Many scientists argue that important scientific advances are limited by the current diversity of data formats, management and access policies, tools for visualization and use, preservation strategies, and inability to easily extract needed subsets from enormous data collections. The DataSpace infrastructure will empower researchers to effectively utilize all relevant data sources.
Several years ago MIT led the effort to develop DSpace, which was designed to provide MIT faculty and researchers with stable, long-term storage for their digital research—mostly in the form of documents. That open source effort has been so successful it has been adopted globally by more than 500 academic and research organizations. DataSpace is the logical next step to address similar needs for scientific data.
At MIT we believe in openness though we realize in practice that there may be reasons to limit openness. DataSpace will incorporate a rule-based system whereby data can be made available to the extent its originators feel is acceptable: It can be as limited or as open as they want. It would also help define the quality of the data and how it was obtained so that people will know if they are comparing apples to apples.
How would DataSpace help its users understand the context in which the data was created?
A key aspect of DataSpace is the use of metadata—data about the data. So a key task is building up a context definition that gives us the ability to define exactly what we mean and then refine further. We think it is very important because even with scientific data, we tend to take a lot for granted, and when you take the data out of its context-whether that's out of an institution or project or to another country or another field-those assumptions can get lost or misunderstood.
So we have looked extensively at data semantics. For example, we have found that in geographic data, there are many different coordinate systems in use. Even the U.S. Army has two different coordinate systems in place, one used by the artillery command and the other by the missile command. As you might imagine, these issues can produce significant problems. There are many such issues, ranging from simple ones such as different measuring systems (e.g., meters vs. feet) to much more complex ones.
Are you going to focus initially on specific disciplines?
We're going to start with life sciences, specifically neuroscience, and energy/environmental sciences.

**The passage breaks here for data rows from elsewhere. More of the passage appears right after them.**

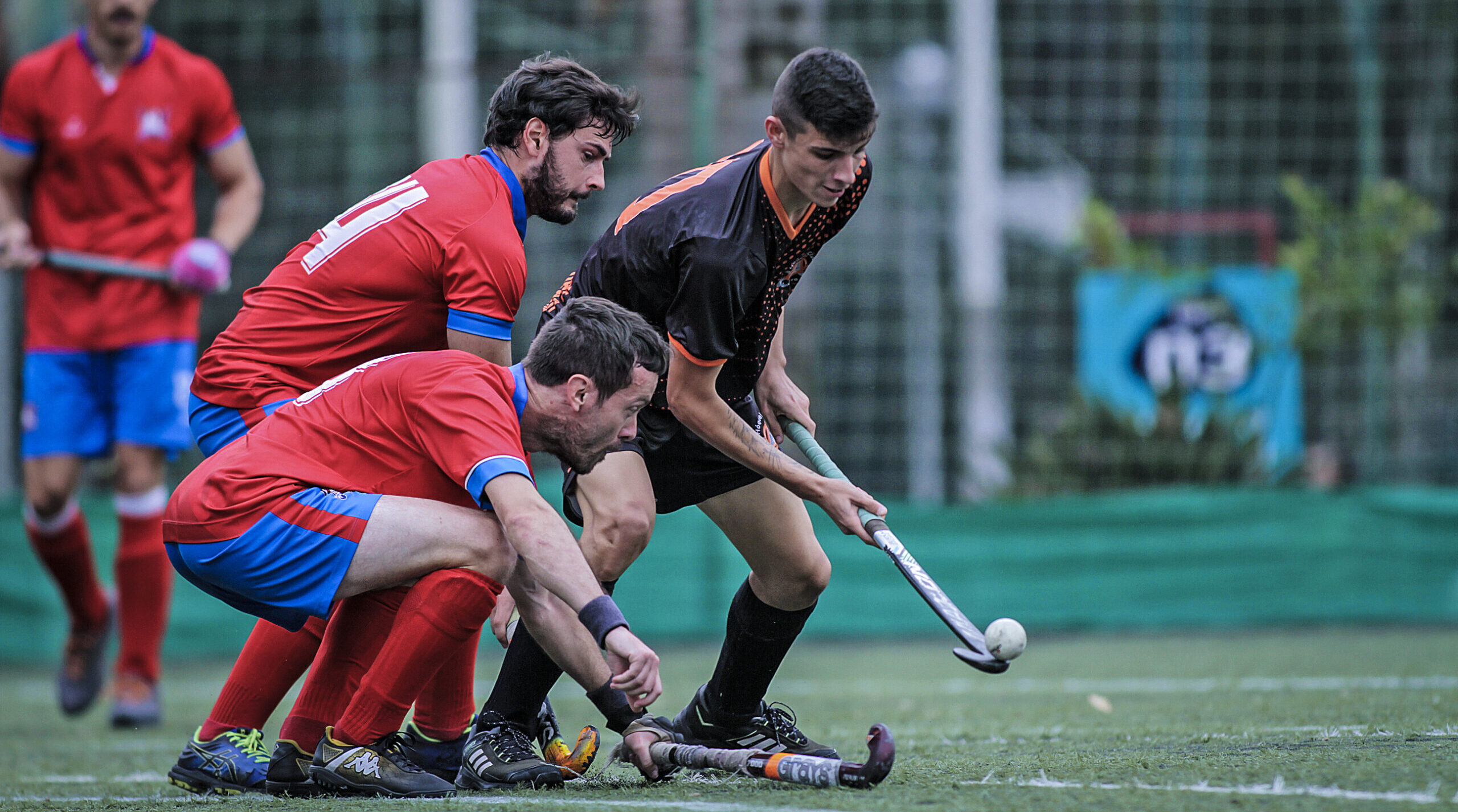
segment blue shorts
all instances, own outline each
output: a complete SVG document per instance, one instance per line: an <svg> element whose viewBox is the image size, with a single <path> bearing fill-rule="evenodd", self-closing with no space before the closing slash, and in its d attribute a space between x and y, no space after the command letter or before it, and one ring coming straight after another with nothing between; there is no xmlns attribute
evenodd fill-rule
<svg viewBox="0 0 1458 812"><path fill-rule="evenodd" d="M293 398L284 398L258 408L238 410L210 404L191 392L187 398L188 426L192 429L197 448L203 449L203 456L213 456L223 450L223 446L246 434L274 410L293 402Z"/></svg>
<svg viewBox="0 0 1458 812"><path fill-rule="evenodd" d="M213 598L297 631L309 617L328 617L379 496L302 490L280 499L238 538L169 541L168 558Z"/></svg>
<svg viewBox="0 0 1458 812"><path fill-rule="evenodd" d="M117 442L176 452L187 426L192 341L25 354L20 456L106 456Z"/></svg>

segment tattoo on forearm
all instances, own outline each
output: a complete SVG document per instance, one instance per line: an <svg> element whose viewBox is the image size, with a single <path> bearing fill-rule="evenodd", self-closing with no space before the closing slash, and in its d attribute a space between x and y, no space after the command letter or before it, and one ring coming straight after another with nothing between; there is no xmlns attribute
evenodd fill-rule
<svg viewBox="0 0 1458 812"><path fill-rule="evenodd" d="M754 455L765 468L771 471L771 477L783 474L786 464L793 464L795 461L784 455L780 449L770 445L752 426L744 421L738 414L729 411L729 429L733 432L735 439Z"/></svg>

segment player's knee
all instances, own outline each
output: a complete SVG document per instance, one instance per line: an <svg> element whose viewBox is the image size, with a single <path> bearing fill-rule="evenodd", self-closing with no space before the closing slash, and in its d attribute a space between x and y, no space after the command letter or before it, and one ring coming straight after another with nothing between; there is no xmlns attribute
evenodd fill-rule
<svg viewBox="0 0 1458 812"><path fill-rule="evenodd" d="M824 555L814 561L799 579L800 592L805 598L816 599L830 586L830 558Z"/></svg>
<svg viewBox="0 0 1458 812"><path fill-rule="evenodd" d="M617 580L653 536L653 510L631 503L596 515L585 534L583 553L599 580Z"/></svg>
<svg viewBox="0 0 1458 812"><path fill-rule="evenodd" d="M64 488L26 487L25 500L39 519L52 519L66 509L71 494Z"/></svg>
<svg viewBox="0 0 1458 812"><path fill-rule="evenodd" d="M516 563L516 551L504 539L493 536L472 539L467 545L465 555L465 567L497 583L506 582L506 577L512 573L512 566Z"/></svg>

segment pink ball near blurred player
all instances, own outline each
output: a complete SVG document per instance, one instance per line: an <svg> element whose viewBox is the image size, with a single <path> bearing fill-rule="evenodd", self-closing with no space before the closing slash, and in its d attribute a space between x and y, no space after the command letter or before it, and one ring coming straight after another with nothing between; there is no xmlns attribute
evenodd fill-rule
<svg viewBox="0 0 1458 812"><path fill-rule="evenodd" d="M227 290L232 267L226 248L216 239L200 236L184 242L172 254L168 277L172 284L192 293L217 293Z"/></svg>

In fact, we're looking at the diverse data used in the study of climate change. But one of the powerful things we anticipate will happen once we start with these specific disciplines is the ability to go across fields and put together connections that might not be obvious. DataSpace will bolster what Tim Berners-Lee, the "father of the Web," calls the serendipitous reuse of data—where a third party could see new value in existing data.
How is the National Science Foundation involved with DataSpace?
The DataSpace initiative is motivated by the National Science Foundation (NSF)'s Sustainable Digital Data Preservation and Access Network Partners (DataNet) initiative. NSF intends to fund five experiments, and we hope that DataSpace is one of them. A key issue for NSF, and something that is an important part of our proposal, is long-term sustainability: The infrastructure we'll develop will be deployable by any organization that manages data and will be scalable over time.
NSF's plan calls for three stages. The first five years will focus on building up the infrastructure and getting at least our two pilot domains well established. The next five years would be transitional, with NSF funding on a declining scale. After 10 years, the NSF would like to walk away from the project and assume that there will be enough people in the scientific community and beyond to support it.
What do you see as your biggest challenge?
There are many challenges, but implementation is a big one—even great ideas do not always work out. The good news is that we're not inventing anything for which there's no precedent, but a project of this scope, which combines all these ideas, has never been done before. We have faith that we can do it, but it's not a trivial thing.